Wprowadzony zostanie nowy przepis nakazujący posiadanie na własność terenu, na którym będzie prowadzona gospodarka odpadami. Ma to na celu m.in. bardziej efektywne egzekwowanie przepisów o przywróceniu terenu do stanu zapewniającego właściwy poziom ochrony środowiska. Pośrednio ma to również spowodować ograniczenie liczby przypadków porzucania odpadów.

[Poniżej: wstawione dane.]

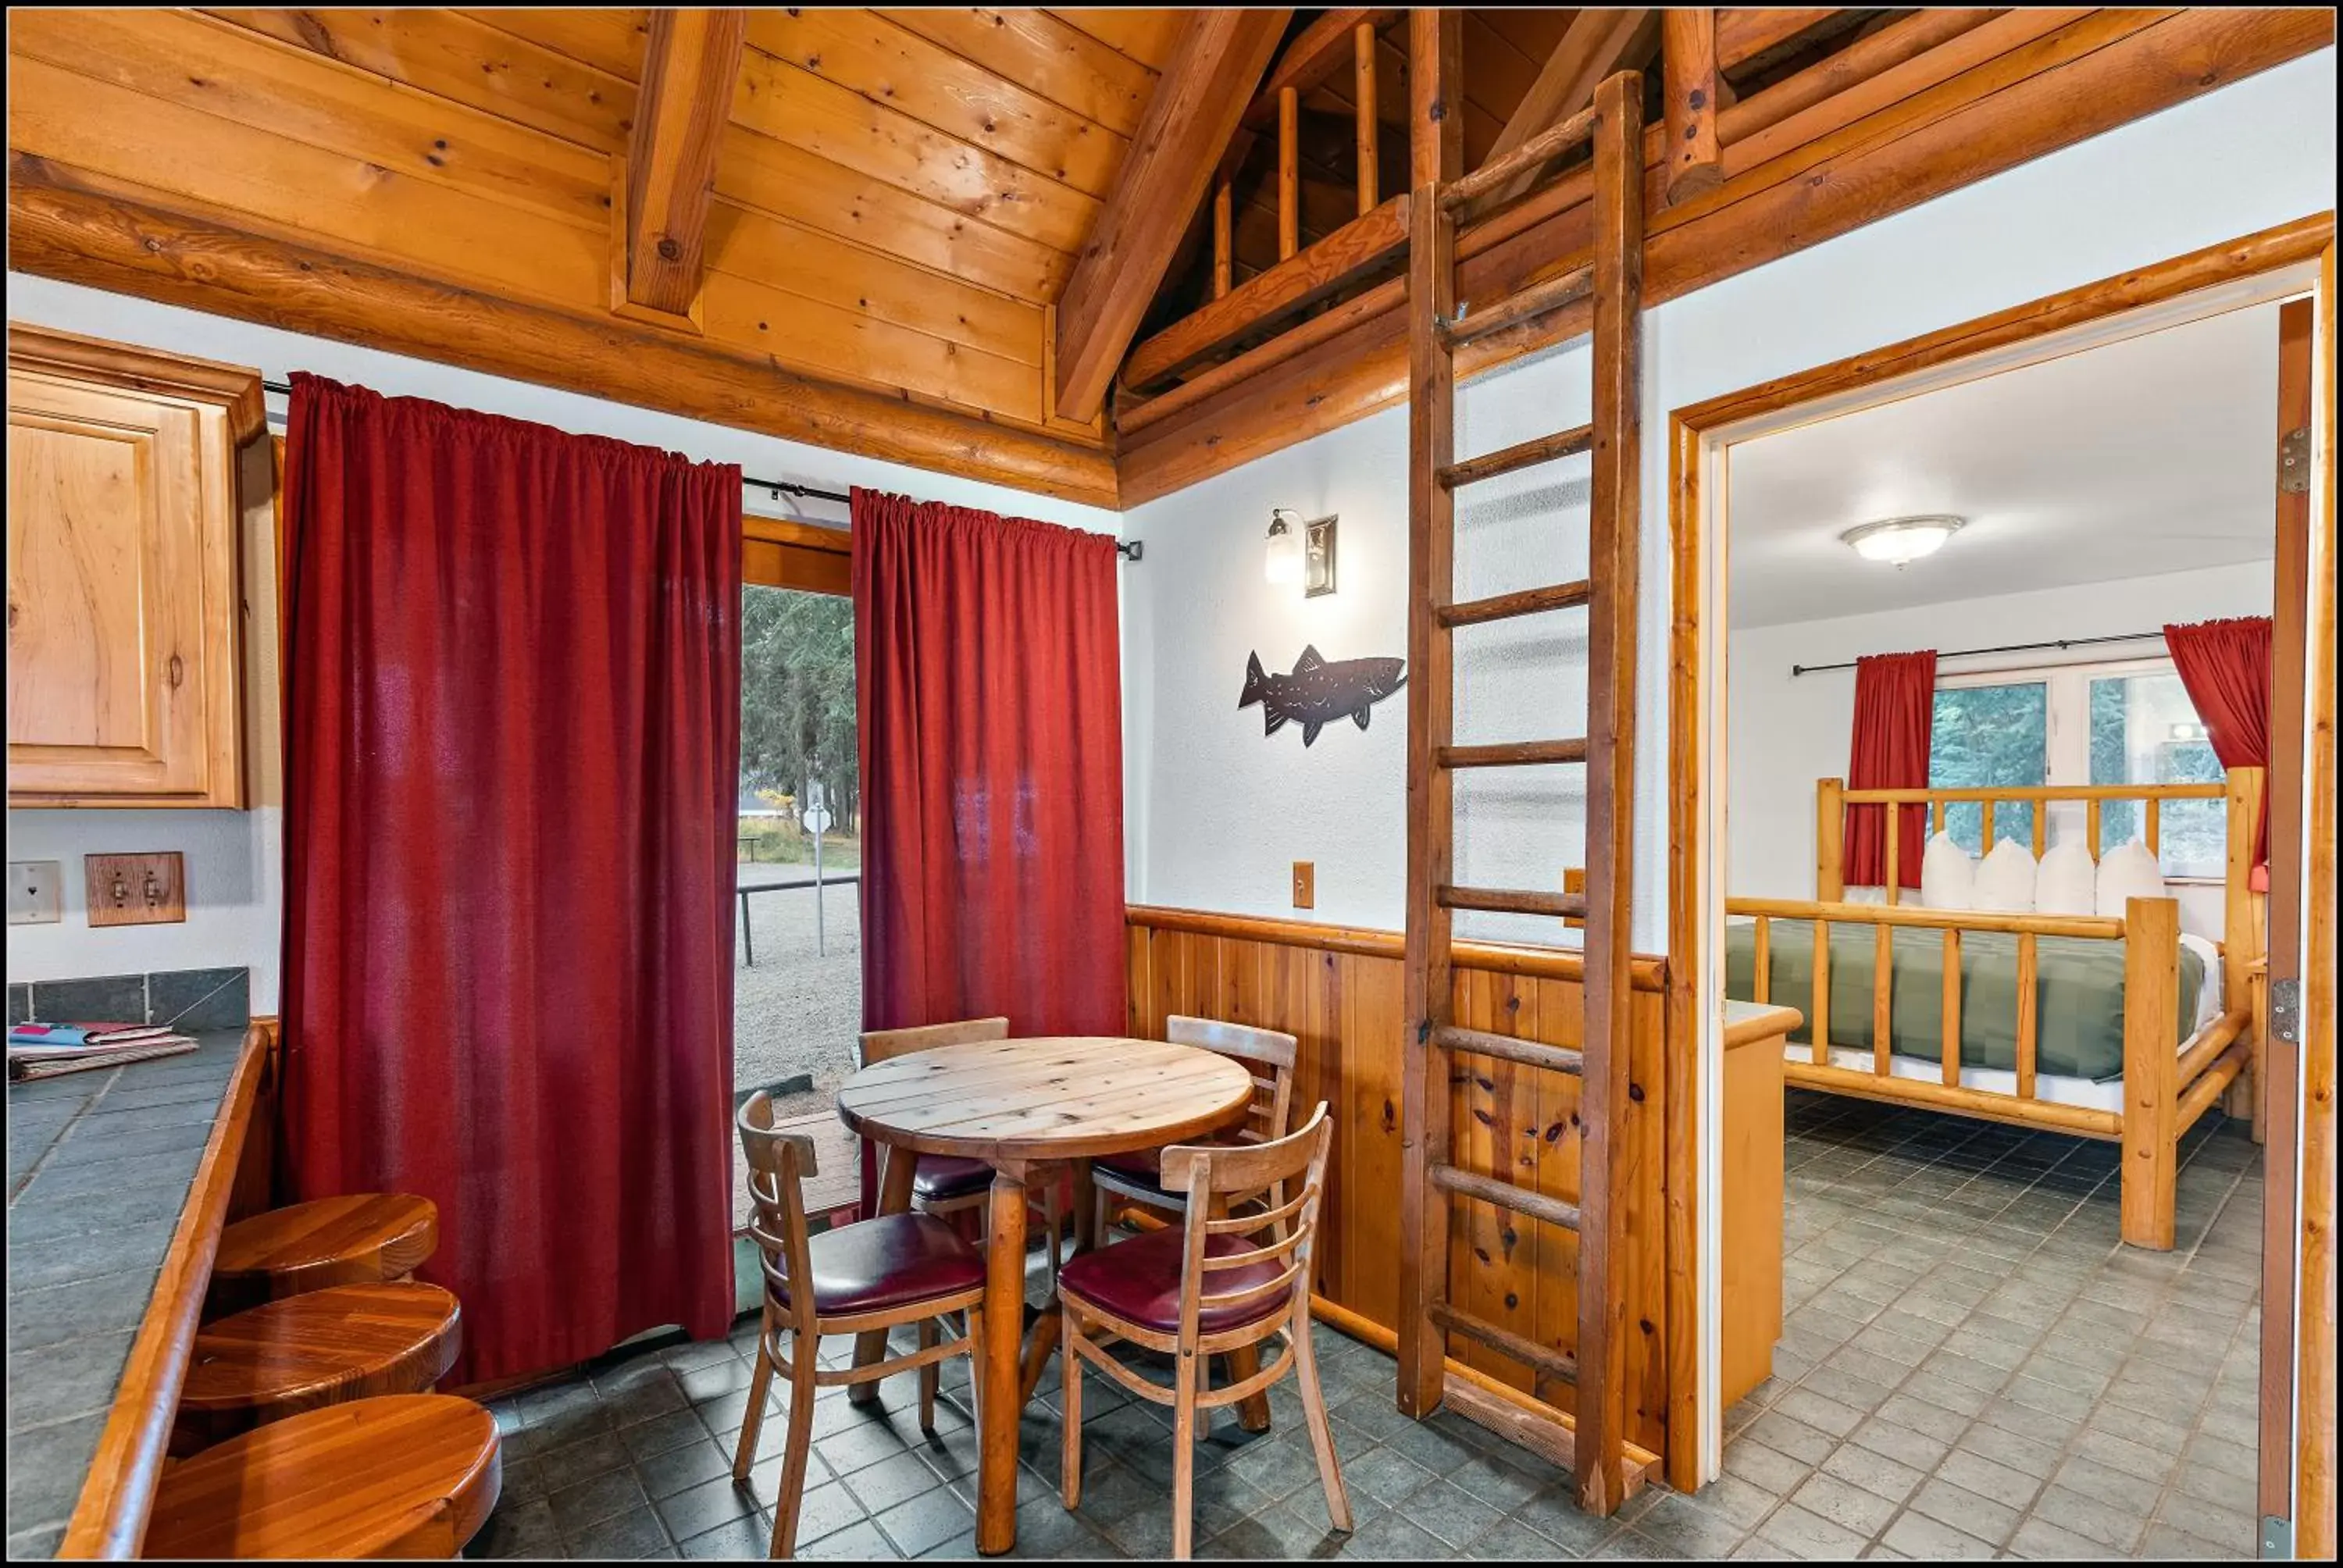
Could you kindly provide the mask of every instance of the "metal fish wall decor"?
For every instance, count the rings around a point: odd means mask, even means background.
[[[1318,739],[1318,731],[1337,719],[1348,718],[1362,729],[1376,703],[1407,684],[1403,658],[1345,658],[1329,664],[1315,648],[1304,648],[1293,661],[1291,675],[1270,675],[1261,668],[1261,655],[1245,658],[1243,694],[1239,708],[1261,704],[1261,732],[1274,735],[1289,723],[1302,726],[1302,744]]]

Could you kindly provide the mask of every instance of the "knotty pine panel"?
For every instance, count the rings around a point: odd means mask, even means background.
[[[1155,92],[1152,70],[1047,11],[953,5],[876,14],[1120,136],[1139,129]]]
[[[1184,20],[1178,11],[1120,10],[1110,6],[1070,7],[1047,13],[1057,21],[1080,28],[1100,43],[1127,55],[1151,71],[1161,71],[1180,41]]]
[[[1386,1327],[1396,1325],[1400,1254],[1403,967],[1399,938],[1296,922],[1212,917],[1213,932],[1180,929],[1178,911],[1133,910],[1127,933],[1130,1025],[1161,1039],[1172,1013],[1283,1030],[1299,1041],[1294,1114],[1326,1101],[1335,1126],[1328,1162],[1318,1290]],[[1224,934],[1224,933],[1234,934]],[[1256,934],[1257,933],[1257,934]],[[1508,967],[1533,972],[1507,972]],[[1554,1045],[1580,1042],[1575,980],[1500,965],[1467,945],[1456,960],[1457,1021]],[[1619,1216],[1628,1322],[1628,1436],[1664,1452],[1667,1388],[1664,1203],[1660,1074],[1665,998],[1648,961],[1634,1000],[1637,1091],[1625,1136],[1633,1174]],[[1646,989],[1648,986],[1649,989]],[[1566,1201],[1578,1198],[1578,1080],[1459,1054],[1451,1078],[1453,1160]],[[1563,1351],[1577,1338],[1577,1238],[1493,1206],[1452,1204],[1449,1298],[1463,1310]],[[1528,1369],[1453,1336],[1449,1354],[1521,1388]],[[1564,1409],[1567,1387],[1538,1390]]]
[[[513,5],[457,15],[621,81],[639,84],[643,79],[643,51],[651,32],[651,14],[647,10],[615,5]]]

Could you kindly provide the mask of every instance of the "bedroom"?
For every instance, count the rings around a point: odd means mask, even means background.
[[[2240,721],[2308,309],[2203,308],[1731,448],[1726,994],[1801,1022],[1783,1335],[1725,1465],[1778,1485],[1851,1432],[1793,1493],[1817,1546],[1902,1507],[1929,1554],[2253,1549]]]

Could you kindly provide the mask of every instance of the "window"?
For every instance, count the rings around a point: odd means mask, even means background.
[[[2221,765],[2204,724],[2166,658],[2120,664],[1938,678],[1928,749],[1931,788],[1979,789],[2036,784],[2218,783]],[[2177,800],[2160,809],[2164,874],[2217,879],[2226,841],[2223,804]],[[1946,830],[1972,854],[1984,851],[1983,809],[1946,808]],[[2051,809],[2046,838],[2080,834],[2080,804]],[[2100,811],[2099,845],[2146,837],[2136,800]],[[1995,808],[1993,836],[2031,845],[2033,807]]]

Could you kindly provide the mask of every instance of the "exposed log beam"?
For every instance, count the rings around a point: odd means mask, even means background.
[[[306,246],[79,188],[8,160],[9,265],[116,294],[460,365],[541,387],[1115,505],[1103,452],[797,375],[623,319],[574,315],[412,277]]]
[[[1277,57],[1269,80],[1261,85],[1260,93],[1245,110],[1245,128],[1269,129],[1277,123],[1279,93],[1288,87],[1306,93],[1341,69],[1353,57],[1353,29],[1380,27],[1398,15],[1395,10],[1377,11],[1364,6],[1321,13]]]
[[[1661,13],[1671,206],[1725,183],[1716,144],[1716,13],[1672,5]]]
[[[1188,14],[1058,302],[1058,412],[1094,417],[1289,12]]]
[[[1583,10],[1571,18],[1563,30],[1562,41],[1540,66],[1537,80],[1514,106],[1505,128],[1489,146],[1489,156],[1482,159],[1486,166],[1503,157],[1532,136],[1556,125],[1594,102],[1594,85],[1631,58],[1638,44],[1645,41],[1651,25],[1649,10]],[[1511,201],[1521,195],[1521,182],[1509,184],[1497,195],[1497,201]]]
[[[1837,15],[1835,10],[1799,11],[1787,5],[1735,5],[1720,9],[1715,13],[1716,68],[1730,71]]]
[[[732,117],[748,25],[739,10],[651,13],[625,210],[613,215],[624,226],[624,303],[689,316],[699,301],[716,149]]]

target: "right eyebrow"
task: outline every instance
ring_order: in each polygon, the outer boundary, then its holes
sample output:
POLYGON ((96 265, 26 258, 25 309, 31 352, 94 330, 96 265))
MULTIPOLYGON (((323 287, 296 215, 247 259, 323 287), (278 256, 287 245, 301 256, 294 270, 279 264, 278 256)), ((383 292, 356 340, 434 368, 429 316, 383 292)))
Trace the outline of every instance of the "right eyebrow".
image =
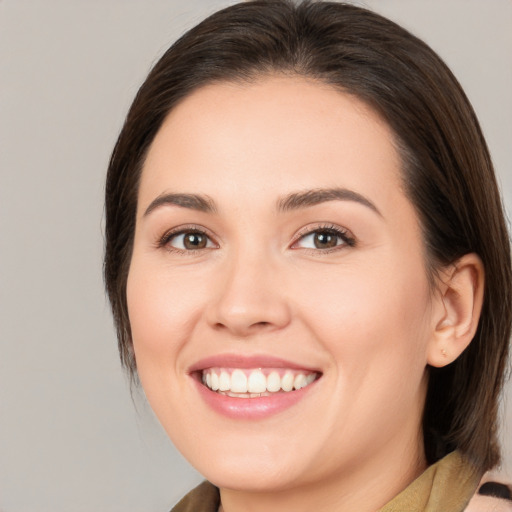
POLYGON ((327 201, 354 201, 382 217, 379 209, 368 198, 347 188, 317 188, 295 192, 278 201, 278 209, 286 212, 315 206, 327 201))
POLYGON ((146 208, 143 217, 147 217, 152 211, 165 205, 180 206, 181 208, 189 208, 205 213, 215 213, 217 208, 215 203, 208 196, 199 194, 162 194, 151 201, 146 208))

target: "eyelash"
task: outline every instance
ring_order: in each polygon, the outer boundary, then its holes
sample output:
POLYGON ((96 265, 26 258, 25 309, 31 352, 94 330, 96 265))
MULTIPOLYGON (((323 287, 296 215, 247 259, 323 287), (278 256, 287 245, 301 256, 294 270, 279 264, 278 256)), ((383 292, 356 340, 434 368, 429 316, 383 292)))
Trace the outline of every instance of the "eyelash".
MULTIPOLYGON (((351 233, 348 230, 341 228, 339 226, 335 226, 334 224, 324 224, 324 225, 315 226, 313 228, 307 227, 307 228, 304 228, 303 230, 299 231, 299 233, 297 233, 297 235, 294 238, 290 247, 292 249, 294 249, 294 248, 299 249, 294 246, 296 246, 297 243, 299 243, 301 240, 303 240, 307 236, 312 235, 314 233, 327 233, 329 235, 336 236, 342 240, 342 243, 336 244, 334 247, 327 248, 327 249, 304 248, 305 251, 310 252, 310 253, 329 254, 334 251, 339 251, 347 246, 354 247, 356 245, 355 238, 351 235, 351 233)), ((170 245, 171 240, 173 240, 174 238, 176 238, 180 235, 185 235, 185 234, 197 234, 197 235, 205 236, 210 242, 217 245, 213 241, 212 236, 210 236, 204 228, 201 228, 201 227, 195 226, 195 225, 190 225, 190 226, 180 226, 179 228, 175 228, 175 229, 165 232, 158 239, 156 246, 159 249, 163 248, 169 252, 178 252, 181 254, 183 254, 183 253, 195 254, 197 252, 203 251, 204 249, 212 249, 212 247, 204 247, 204 248, 200 248, 200 249, 178 249, 178 248, 172 247, 170 245)))
POLYGON ((356 245, 356 239, 352 236, 350 231, 347 229, 344 229, 340 226, 336 226, 334 224, 323 224, 311 227, 306 227, 303 230, 299 231, 297 233, 297 236, 295 237, 291 248, 293 249, 294 246, 297 245, 298 242, 303 240, 309 235, 312 235, 314 233, 327 233, 329 235, 336 236, 342 240, 342 243, 336 244, 334 247, 328 248, 328 249, 312 249, 312 248, 304 248, 303 250, 312 253, 312 254, 330 254, 334 251, 342 250, 346 247, 355 247, 356 245))
MULTIPOLYGON (((197 252, 203 251, 204 249, 212 249, 212 247, 205 247, 200 249, 178 249, 176 247, 172 247, 170 245, 171 240, 174 238, 185 235, 185 234, 197 234, 206 237, 209 241, 213 242, 213 238, 208 234, 208 232, 199 226, 189 225, 189 226, 180 226, 179 228, 171 229, 170 231, 166 231, 157 241, 156 246, 159 249, 165 249, 169 252, 177 252, 180 254, 195 254, 197 252)), ((208 243, 208 242, 207 242, 208 243)), ((215 244, 215 242, 213 242, 215 244)), ((217 244, 215 244, 217 245, 217 244)))

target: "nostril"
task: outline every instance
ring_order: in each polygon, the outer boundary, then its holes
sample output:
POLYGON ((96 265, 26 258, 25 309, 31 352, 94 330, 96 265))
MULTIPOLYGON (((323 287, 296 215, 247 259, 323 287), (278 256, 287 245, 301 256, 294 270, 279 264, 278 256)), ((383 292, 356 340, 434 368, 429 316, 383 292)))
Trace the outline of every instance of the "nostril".
POLYGON ((478 489, 478 494, 512 501, 512 490, 510 487, 499 482, 485 482, 478 489))

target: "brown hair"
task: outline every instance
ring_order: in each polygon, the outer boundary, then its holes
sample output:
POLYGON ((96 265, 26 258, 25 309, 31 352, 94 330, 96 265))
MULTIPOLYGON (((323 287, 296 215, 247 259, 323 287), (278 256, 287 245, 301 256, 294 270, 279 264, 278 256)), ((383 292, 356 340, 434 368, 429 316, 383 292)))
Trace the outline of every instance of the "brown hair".
POLYGON ((499 461, 497 414, 512 324, 510 241, 489 152, 474 111, 421 40, 368 10, 334 2, 242 2, 181 37, 140 88, 106 183, 104 275, 121 360, 136 374, 126 303, 140 173, 169 111, 216 81, 268 73, 307 76, 354 94, 393 129, 404 188, 423 229, 430 277, 475 252, 486 282, 469 348, 430 368, 424 412, 429 462, 457 448, 481 470, 499 461))

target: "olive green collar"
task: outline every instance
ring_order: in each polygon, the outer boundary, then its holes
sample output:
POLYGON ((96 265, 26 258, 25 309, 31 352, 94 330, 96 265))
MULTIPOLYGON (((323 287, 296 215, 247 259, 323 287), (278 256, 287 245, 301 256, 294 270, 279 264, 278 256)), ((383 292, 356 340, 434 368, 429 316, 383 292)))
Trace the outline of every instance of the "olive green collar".
MULTIPOLYGON (((459 452, 452 452, 428 467, 379 512, 462 512, 480 476, 459 452)), ((219 503, 217 487, 203 482, 171 512, 217 512, 219 503)))
POLYGON ((379 512, 461 512, 480 477, 460 452, 452 452, 429 466, 379 512))

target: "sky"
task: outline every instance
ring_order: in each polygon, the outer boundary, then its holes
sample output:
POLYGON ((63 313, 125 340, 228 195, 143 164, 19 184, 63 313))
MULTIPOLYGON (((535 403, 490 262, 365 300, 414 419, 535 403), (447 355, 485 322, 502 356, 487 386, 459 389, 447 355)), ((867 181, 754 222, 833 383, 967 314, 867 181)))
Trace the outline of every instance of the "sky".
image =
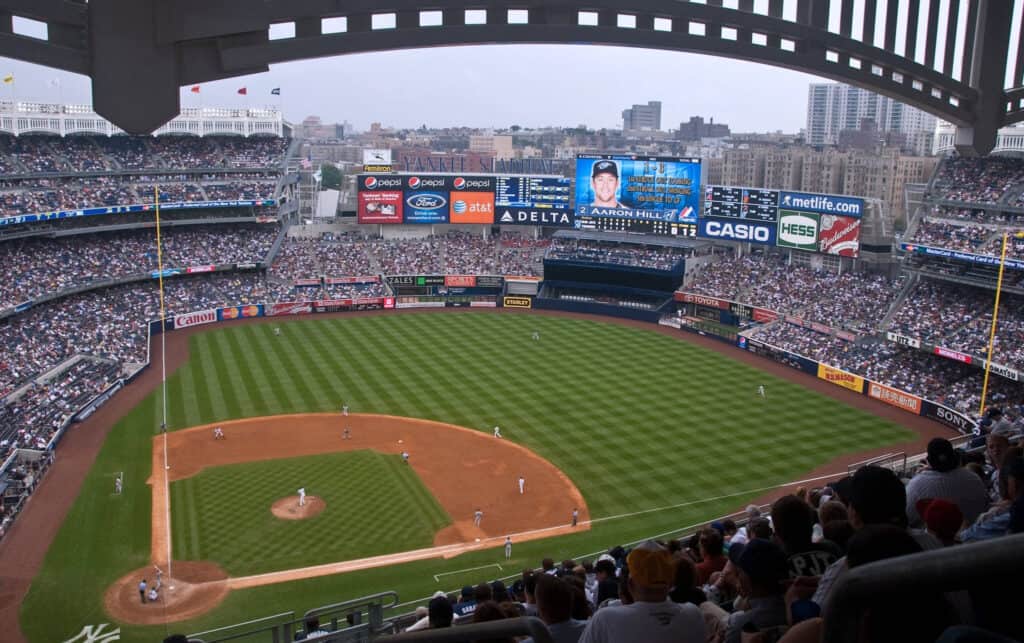
MULTIPOLYGON (((85 76, 0 58, 0 98, 91 103, 85 76), (54 82, 54 81, 58 82, 54 82)), ((597 45, 486 45, 352 54, 271 66, 268 72, 181 90, 183 107, 280 106, 285 118, 318 115, 392 127, 621 128, 622 110, 662 102, 662 129, 690 116, 734 132, 796 133, 807 86, 822 79, 755 63, 597 45), (246 87, 247 96, 237 90, 246 87), (271 89, 281 88, 281 96, 271 89)))

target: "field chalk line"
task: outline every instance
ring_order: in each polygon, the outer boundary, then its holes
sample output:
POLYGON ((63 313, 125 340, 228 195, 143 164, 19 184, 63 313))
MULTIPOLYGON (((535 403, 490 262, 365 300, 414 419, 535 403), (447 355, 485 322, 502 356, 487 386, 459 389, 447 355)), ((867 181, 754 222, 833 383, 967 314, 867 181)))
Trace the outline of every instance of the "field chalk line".
POLYGON ((457 570, 455 570, 453 572, 441 572, 440 574, 434 574, 434 582, 435 583, 440 583, 441 582, 441 579, 440 579, 441 576, 450 576, 452 574, 462 574, 464 572, 475 572, 478 569, 490 569, 491 567, 497 567, 499 570, 505 571, 505 569, 501 565, 499 565, 498 563, 491 563, 490 565, 480 565, 479 567, 467 567, 466 569, 457 569, 457 570))

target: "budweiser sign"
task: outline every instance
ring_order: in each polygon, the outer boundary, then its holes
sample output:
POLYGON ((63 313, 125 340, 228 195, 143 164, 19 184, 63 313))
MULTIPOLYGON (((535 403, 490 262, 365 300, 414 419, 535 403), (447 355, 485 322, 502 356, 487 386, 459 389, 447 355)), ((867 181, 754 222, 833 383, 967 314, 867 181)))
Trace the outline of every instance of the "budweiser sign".
POLYGON ((704 295, 695 295, 693 293, 684 292, 683 302, 687 304, 697 304, 698 306, 711 306, 712 308, 721 308, 726 310, 729 308, 729 302, 724 299, 718 299, 716 297, 705 297, 704 295))
POLYGON ((175 315, 174 327, 175 328, 188 328, 189 326, 201 326, 203 324, 212 324, 217 321, 217 311, 210 310, 198 310, 194 313, 185 313, 184 315, 175 315))
POLYGON ((899 389, 871 382, 868 386, 868 395, 904 411, 915 414, 921 412, 921 398, 899 389))
POLYGON ((825 254, 856 257, 860 253, 859 236, 860 219, 826 214, 821 217, 818 248, 825 254))
POLYGON ((971 363, 970 355, 966 353, 961 353, 960 351, 954 351, 948 348, 943 348, 942 346, 935 347, 935 354, 938 355, 939 357, 945 357, 946 359, 954 359, 958 362, 963 362, 964 364, 971 363))

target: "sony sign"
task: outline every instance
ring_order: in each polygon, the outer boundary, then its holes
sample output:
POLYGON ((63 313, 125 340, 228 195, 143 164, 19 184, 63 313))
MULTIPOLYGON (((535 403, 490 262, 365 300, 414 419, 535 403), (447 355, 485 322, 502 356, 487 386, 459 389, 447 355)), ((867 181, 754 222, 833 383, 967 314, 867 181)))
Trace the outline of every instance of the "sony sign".
POLYGON ((779 245, 816 251, 818 249, 818 217, 780 210, 779 245))
POLYGON ((217 311, 210 310, 198 310, 192 313, 185 313, 184 315, 174 316, 174 327, 175 328, 188 328, 190 326, 200 326, 202 324, 212 324, 217 321, 217 311))
POLYGON ((775 226, 735 219, 701 219, 697 236, 773 245, 775 243, 775 226))

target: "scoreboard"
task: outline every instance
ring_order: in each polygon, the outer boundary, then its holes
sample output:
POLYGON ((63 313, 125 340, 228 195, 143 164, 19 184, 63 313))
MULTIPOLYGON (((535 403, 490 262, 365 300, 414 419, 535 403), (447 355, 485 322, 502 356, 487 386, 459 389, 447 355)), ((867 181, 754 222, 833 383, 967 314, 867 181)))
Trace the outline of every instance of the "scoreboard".
POLYGON ((779 218, 779 192, 709 185, 704 188, 704 216, 774 223, 779 218))
POLYGON ((498 176, 494 205, 498 208, 568 209, 572 180, 562 177, 498 176))
POLYGON ((632 232, 635 234, 679 237, 697 236, 697 226, 695 224, 651 219, 577 216, 576 228, 578 230, 600 230, 602 232, 632 232))

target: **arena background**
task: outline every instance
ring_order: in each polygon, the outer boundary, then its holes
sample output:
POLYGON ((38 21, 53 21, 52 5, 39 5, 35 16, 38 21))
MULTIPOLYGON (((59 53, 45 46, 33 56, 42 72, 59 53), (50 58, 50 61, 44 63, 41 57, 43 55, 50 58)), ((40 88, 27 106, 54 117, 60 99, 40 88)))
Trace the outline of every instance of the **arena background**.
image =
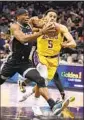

Krótsze magazynowanie i kamery

Nowela ogranicza dopuszczalny okres magazynowania odpadów z 3 lat do roku w celu eliminacji przypadków nieuczciwych działań, kiedy to firma przechowująca odpady przechowuje je przez krótszy czas, a jego część poświęca na zlikwidowanie spółki, by uniknąć odpowiedzialności za usunięcie odpadów.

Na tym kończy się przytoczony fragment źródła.